My stomach felt hollow. I loved Montgomery, but we had both changed since the island. He’d been forced to slaughter all the beasts he’d once called friends, which had hardened him. Would marriage bring a little of his softness back? And would I make a good wife? I hadn’t any domestic skills; I could barely sew a button. It was more than that, though. A wife had to surrender all her property and wages to her husband, had to seek his legal permission to sign a contract or in some cases, even to travel alone. I trusted Montgomery, but I’d been wrong about men before. . . .
“Juliet, did you hear me?” His voice was heavy with concern.
I gave a jerk of a nod. It was all I could manage.
“Is that a yes?” he asked, as his face broke into a smile.
My lips parted as I started to contradict him. I had nodded to mean I’d heard him, nothing more. The question of marriage was something I couldn’t answer so easily. Elizabeth had once told the professor marriage was a cage, and I wasn’t certain I entirely disagreed. . . .
I felt something cold on my finger and looked down to find him slipping the silver ring on my hand. My voice caught, still speechless, and he drew me into his arms and kissed my temple, my forehead, my cheek.

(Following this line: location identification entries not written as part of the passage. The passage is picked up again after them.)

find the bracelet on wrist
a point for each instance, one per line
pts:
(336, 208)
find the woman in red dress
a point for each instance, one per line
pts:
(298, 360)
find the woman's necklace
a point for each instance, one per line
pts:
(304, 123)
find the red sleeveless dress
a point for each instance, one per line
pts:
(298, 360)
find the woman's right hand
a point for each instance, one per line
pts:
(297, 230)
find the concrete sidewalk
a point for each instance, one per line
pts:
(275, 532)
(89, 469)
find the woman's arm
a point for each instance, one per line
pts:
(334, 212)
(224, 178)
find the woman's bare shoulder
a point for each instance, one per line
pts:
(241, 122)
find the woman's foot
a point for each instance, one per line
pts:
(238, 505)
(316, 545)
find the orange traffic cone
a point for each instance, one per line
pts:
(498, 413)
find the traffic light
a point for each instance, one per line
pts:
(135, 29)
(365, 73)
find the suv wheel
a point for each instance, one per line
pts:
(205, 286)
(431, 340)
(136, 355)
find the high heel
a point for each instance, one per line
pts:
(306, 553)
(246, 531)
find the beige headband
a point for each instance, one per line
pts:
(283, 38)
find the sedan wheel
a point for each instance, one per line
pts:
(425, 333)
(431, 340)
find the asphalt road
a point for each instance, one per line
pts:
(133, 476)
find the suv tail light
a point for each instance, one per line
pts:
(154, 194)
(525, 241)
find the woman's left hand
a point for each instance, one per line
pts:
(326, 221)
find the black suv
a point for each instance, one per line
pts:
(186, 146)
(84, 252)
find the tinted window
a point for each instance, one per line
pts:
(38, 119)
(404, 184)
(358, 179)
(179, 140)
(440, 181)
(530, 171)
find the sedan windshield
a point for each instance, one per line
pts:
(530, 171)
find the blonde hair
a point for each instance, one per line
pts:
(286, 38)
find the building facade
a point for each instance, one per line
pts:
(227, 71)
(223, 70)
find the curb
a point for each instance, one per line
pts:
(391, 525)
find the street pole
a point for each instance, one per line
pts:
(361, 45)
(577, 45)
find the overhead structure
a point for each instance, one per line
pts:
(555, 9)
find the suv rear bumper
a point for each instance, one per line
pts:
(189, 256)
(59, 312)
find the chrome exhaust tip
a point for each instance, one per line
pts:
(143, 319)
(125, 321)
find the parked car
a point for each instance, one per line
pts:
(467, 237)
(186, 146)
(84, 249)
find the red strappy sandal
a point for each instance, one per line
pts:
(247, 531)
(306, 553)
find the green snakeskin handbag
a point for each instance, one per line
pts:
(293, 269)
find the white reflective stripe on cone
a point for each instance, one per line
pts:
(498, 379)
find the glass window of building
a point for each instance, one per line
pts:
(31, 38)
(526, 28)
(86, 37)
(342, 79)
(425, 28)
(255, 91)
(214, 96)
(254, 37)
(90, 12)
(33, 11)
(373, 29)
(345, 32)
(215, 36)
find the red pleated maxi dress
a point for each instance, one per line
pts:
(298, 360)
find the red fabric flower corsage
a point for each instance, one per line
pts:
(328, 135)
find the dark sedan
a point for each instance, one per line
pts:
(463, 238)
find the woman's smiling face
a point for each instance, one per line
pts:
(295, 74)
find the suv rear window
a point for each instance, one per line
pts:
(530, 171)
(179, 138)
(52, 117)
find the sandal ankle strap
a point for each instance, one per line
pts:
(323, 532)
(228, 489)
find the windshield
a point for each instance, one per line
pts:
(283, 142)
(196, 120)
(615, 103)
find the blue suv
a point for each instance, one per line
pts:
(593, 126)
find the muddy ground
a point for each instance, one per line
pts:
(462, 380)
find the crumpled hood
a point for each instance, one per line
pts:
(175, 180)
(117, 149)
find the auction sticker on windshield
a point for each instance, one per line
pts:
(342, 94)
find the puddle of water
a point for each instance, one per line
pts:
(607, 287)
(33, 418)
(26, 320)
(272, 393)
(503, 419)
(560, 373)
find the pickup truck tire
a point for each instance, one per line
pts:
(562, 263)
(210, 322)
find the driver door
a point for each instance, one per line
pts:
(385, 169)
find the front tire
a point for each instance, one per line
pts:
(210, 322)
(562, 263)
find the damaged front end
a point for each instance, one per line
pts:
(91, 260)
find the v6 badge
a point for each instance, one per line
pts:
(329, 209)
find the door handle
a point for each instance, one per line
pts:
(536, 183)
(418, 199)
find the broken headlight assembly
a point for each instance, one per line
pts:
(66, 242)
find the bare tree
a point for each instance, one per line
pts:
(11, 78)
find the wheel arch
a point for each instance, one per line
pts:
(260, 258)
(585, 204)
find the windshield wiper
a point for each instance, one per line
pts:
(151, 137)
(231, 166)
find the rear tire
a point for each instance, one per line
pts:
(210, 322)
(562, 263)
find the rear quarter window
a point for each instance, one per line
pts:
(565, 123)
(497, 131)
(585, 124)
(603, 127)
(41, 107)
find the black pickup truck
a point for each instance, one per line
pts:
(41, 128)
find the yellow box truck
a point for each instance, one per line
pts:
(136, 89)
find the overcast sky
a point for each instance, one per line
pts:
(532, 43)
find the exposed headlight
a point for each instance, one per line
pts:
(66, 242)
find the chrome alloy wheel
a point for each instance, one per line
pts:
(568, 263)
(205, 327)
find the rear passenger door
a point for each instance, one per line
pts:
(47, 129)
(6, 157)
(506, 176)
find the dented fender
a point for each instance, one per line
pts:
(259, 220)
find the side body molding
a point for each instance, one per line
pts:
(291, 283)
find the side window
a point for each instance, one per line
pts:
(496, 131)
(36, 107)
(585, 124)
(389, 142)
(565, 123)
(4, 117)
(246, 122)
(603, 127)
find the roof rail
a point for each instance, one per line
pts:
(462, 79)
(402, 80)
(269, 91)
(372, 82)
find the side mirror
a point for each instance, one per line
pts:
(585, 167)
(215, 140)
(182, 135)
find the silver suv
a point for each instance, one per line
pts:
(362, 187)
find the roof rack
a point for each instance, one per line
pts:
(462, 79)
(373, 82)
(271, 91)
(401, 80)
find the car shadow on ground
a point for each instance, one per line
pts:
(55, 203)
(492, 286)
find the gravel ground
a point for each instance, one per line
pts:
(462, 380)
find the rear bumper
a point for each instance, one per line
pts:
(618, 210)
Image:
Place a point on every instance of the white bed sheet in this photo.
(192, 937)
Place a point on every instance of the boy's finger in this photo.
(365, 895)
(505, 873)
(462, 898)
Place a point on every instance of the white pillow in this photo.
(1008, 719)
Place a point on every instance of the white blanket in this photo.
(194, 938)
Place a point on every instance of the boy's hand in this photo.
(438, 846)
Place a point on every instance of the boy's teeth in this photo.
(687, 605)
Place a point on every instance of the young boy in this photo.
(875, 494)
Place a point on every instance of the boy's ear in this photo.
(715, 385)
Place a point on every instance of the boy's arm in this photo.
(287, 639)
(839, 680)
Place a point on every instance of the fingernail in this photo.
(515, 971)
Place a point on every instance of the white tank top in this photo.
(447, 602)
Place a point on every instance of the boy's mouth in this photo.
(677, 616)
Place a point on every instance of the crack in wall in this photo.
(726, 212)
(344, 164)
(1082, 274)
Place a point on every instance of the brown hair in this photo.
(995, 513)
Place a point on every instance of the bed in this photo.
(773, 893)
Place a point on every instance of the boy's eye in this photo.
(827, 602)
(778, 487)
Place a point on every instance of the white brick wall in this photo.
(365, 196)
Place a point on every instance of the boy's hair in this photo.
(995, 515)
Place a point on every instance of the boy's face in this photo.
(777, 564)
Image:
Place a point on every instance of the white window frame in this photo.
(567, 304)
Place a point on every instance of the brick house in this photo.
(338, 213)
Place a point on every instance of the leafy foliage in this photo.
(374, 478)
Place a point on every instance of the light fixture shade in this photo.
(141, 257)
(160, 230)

“I love you,” he breathed.
I stared at the ring. Good lord, how could I contradict him now? Did I even want to? Marriage was logical for us. I loved him. I wanted him. I thought of him constantly. So why did a part of me feel like I was a runaway train headed for broken tracks?
I pressed a hand to my corset, wishing I could ease it just an inch. Maybe my fear was only because this had come so suddenly; I’d never doubted my feelings about him before, except for when he’d left me in the dinghy, but we’d put that past us.
“I’m happy too,” I said. His question had caught me by surprise, but I could make it work. Just because my own parents had been failures in marriage didn’t mean I was doomed to repeat their mistakes. When I smiled, it was genuine. “Yes, I’ll marry you.”
My voice only trembled slightly, and it was easy to pass off as girlish nerves.
His hand tentatively found mine, his thumb absently tracing circles around the silver ring.
“The easiest decision of my life,” I whispered.
Though was it
?
Montgomery’s fingers intertwined with mine, still flexing restlessly. Slowly I realized that the source of his agitation no longer had anything to do with Edward; his eyes were drifting over my neckline, gliding over my curves. I had the wild notion that he wanted his hands to be touching all the places his eyes were.
He leaned in to brush his lips across my cheekbone. My pulse sped at his touch, as my mind drifted to being married and everything it meant . . . especially the things that married couples did, alone, things that I’d done in a heady rush with Edward but that I’d take my time about with Montgomery.
My pulse fluttered, a bird without wings. Why was I suddenly so shy around him? It wasn’t as though we hadn’t kissed, hadn’t ever touched each other, and I was hardly innocent when it came to being with men. The house creaked and settled, reminding me that it was empty of servants and Elizabeth. Save Edward locked in the basement and Balthazar guarding him, it was just us.
I crossed to the door and shut it. Engaged to Montgomery James, with his heartbreaking blue eyes. . .
Montgomery pulled me to him and kissed me so hard the stitches reopened on his arms, and I had to set him down and stitch them up again, but he kept smiling and eventually I laughed too, despite my sins, despite his, despite knowing the King’s Club would be coming for us soon, and he kept kissing me, and time ebbed away before the work was done.
“My future wife,” he whispered against my cheek.
His smile only faded at the sound of footsteps on the stairs outside, followed by the sound of the study door thrown open. Elizabeth stood there, snow still caught in the web of her hair.
I gasped, wiping my face of his kisses.
“I was out looking for you,” she said as she took in the scene with a deeply wrinkled brow. “Now please tell me where you have been, and why Mr. James is covered in stitches, and most importantly, who the young man is locked in my cellar.”